Я следил за каждым ее жестом. А они становились затяжными.
Она согревалась.
Ну вот ты и согрелась, Жаклин.
Я улыбнулся.
Может, теперь ты расскажешь, что все это значит.
Взгляд ее тоже потеплел. Оттаял детский задор в выражении лица. Ее природная рыжесть и улыбка раскрасили лицо в розовый цвет. Глаза, правда, остались размыто зелеными.
Она спросила: А ты возьмешь меня с собой?
Я помолчал, припомнив многими забытое: Не знаете, чего просите.
Жаклин облизала губы и вытерла их ладонью.
Я буду рассказывать, а ты будешь смотреть на меня и ругать про себя, так?
Я улыбнулся.
Жаклин
Ты возьмешь меня с собой?
Я сделаю, как нужно тебе.
Она потянулась за чашкой и случайно опрокинула ее.
Мы оба безучастно смотрели на растекающееся пятно чая на столе и молчали.
Потом она налила себе чай снова, сделала глоток и призналась.
Я целый день сидела в библиотеке, листала подшивки американских газет.

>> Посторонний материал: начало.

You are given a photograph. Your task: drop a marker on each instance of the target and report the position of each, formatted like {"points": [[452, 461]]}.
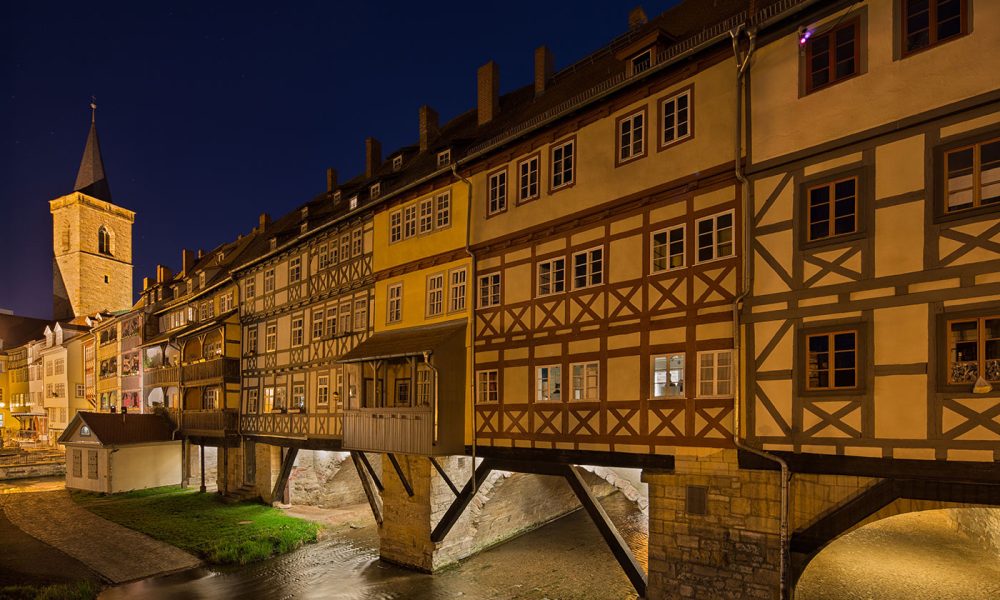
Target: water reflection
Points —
{"points": [[565, 559]]}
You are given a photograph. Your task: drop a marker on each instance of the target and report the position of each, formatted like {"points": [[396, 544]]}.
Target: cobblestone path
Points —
{"points": [[117, 553]]}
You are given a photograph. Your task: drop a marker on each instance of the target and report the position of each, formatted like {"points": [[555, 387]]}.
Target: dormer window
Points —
{"points": [[444, 158]]}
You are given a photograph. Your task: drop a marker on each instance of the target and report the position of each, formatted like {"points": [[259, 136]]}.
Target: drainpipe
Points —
{"points": [[470, 371], [742, 68]]}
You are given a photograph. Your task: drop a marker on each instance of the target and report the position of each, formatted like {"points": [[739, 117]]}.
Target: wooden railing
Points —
{"points": [[218, 368], [404, 430]]}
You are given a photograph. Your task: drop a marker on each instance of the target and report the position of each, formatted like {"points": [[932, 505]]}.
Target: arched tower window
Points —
{"points": [[104, 240]]}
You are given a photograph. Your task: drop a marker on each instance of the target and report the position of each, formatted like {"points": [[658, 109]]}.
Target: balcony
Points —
{"points": [[162, 376], [218, 369], [209, 422]]}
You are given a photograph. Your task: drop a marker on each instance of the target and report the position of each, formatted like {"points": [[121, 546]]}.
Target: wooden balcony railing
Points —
{"points": [[404, 430], [227, 369]]}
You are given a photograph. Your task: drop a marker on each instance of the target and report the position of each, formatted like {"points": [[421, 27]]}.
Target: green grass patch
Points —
{"points": [[218, 532], [80, 590]]}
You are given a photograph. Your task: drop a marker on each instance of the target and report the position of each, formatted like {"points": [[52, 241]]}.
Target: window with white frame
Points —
{"points": [[394, 308], [456, 290], [715, 374], [585, 381], [552, 277], [563, 164], [527, 179], [675, 113], [668, 376], [497, 193], [435, 294], [588, 268], [715, 236], [632, 136], [668, 249], [548, 384], [489, 290], [487, 386]]}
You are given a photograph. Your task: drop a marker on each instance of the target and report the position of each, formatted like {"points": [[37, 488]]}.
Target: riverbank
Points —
{"points": [[203, 524]]}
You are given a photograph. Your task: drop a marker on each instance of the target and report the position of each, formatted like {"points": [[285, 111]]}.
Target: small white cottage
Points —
{"points": [[114, 453]]}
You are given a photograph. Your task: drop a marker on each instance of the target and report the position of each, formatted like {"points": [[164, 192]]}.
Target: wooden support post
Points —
{"points": [[283, 474], [201, 448], [402, 477], [374, 500], [444, 476], [633, 570], [461, 502]]}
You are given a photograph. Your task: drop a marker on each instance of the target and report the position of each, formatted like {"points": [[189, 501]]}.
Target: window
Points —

Нашла статью про аварию, в которую ты попал. О тебе вообще много пишут. А врут много?
Сколько в ней взрослого, а сколько детского? Так легко о правде может спросить только ребенок.
Ты же сама занимаешься прессой, знаешь, не все то, что есть буква истина.
Если в ней больше взрослого, она опять задаст вопрос. А если детского
Я чего-то боюсь.
Чтоб это не заметил ребенок в ней, я заговорил о чепухе. О какой-то газетенке, где папарацци написали, что я это не я. То есть я не попавший в серьезную аварию Тэд Лоренс. Тот у них уже котлета для бургера. А я тот, кого требуется идентифицировать, ибо я вернее всего мнимый Лоренс, тоже попавший в какую-то заварушку на дороге, но на их взгляд заварушку легкую.
Жаклин кивнула: Да, я читала. Их удивило, что ты уже через полгода появился в офисе Лоренс Компани живым и невредимым. Был трудно узнаваем и грозен.
Да уж! Фантазий была масса. Хорошо близких моих не развратили этой грязью.
Но сейчас дело не во мне.
Жаклин, у меня к тебе просьба. Обещай, что ты выполнишь ее.
Да, если ты не выгонишь меня?
Я как раз об этом. Позвони Глории. Или хотя бы портье, пусть передадут ей, что ты в порядке.
Вот когда она закончила говорить словами: И передайте, я в порядке, завтра мы встретимся, мне стало значительно легче.
Легче справляться с напряжением, которое росло во мне.
Я улыбнулся. Протянул ей руки. Она встала, обошла стол и осторожно села на мои колени.
Мы обнялись. От ее губ пахло ананасом.
Наконец мы оба согрелись.
Я в библиотеку не ходил. Мне тут для чтения библию подбросили. А про тебя там мало написано. Что, например, значат слова, что на тебе все сходится?
Не так.
Она потерлась о мою щеку.
Наверное, та уже колючая, не ждал я никого к себе на ночь.
Не тот акцент, Тэд. Все сходится на мне.
Я рассмеялся.
А вот так? А на мне, представь, все расходится!